MIND-Lab / OCTIS

OCTIS: Comparing Topic Models is Simple! A python package to optimize and evaluate topic models (accepted at EACL2021 demo track)
MIT License
734 stars 106 forks source link

numpy memory error on a dataset with 4M tweets #97

Closed devanshrj closed 1 year ago

devanshrj commented 1 year ago

Description

I want to train CTM on a dataset containing approximately 4 million tweets (with a vocabulary size of approximately 20,000).

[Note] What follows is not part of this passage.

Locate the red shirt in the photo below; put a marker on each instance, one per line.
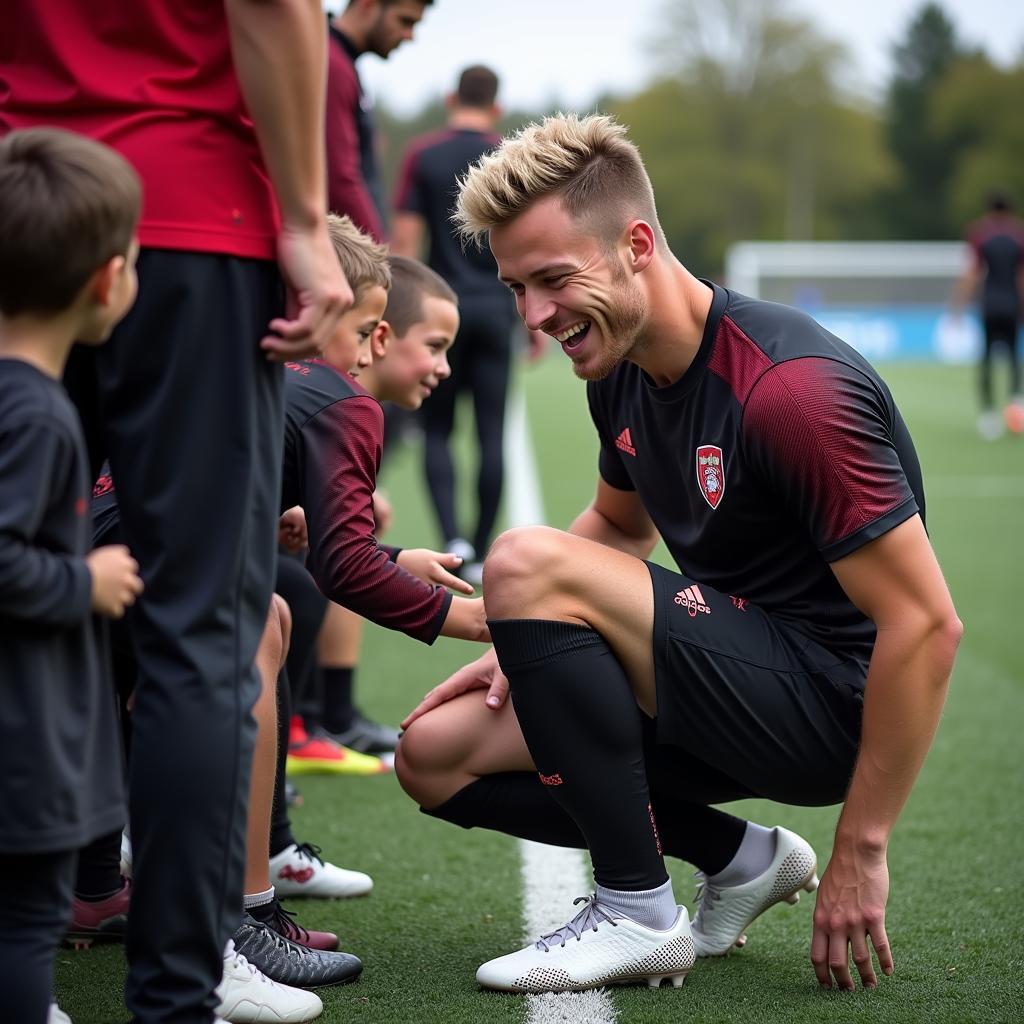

I get the following error message from the train_model() function: numpy.core. _exceptions.MemoryError: Unable to allocate 735. GiB for an array with shape (4344759, 22716) and data type int64

Is there a way to optimize the training process or incrementally train the model (similar to online topic modeling in BERTopic)?

What I Did

Command I ran:

from octis.models.CTM import CTM
from octis.dataset.dataset import Dataset

dataset = Dataset()
dataset.load_custom_dataset_from_folder(dataset_path)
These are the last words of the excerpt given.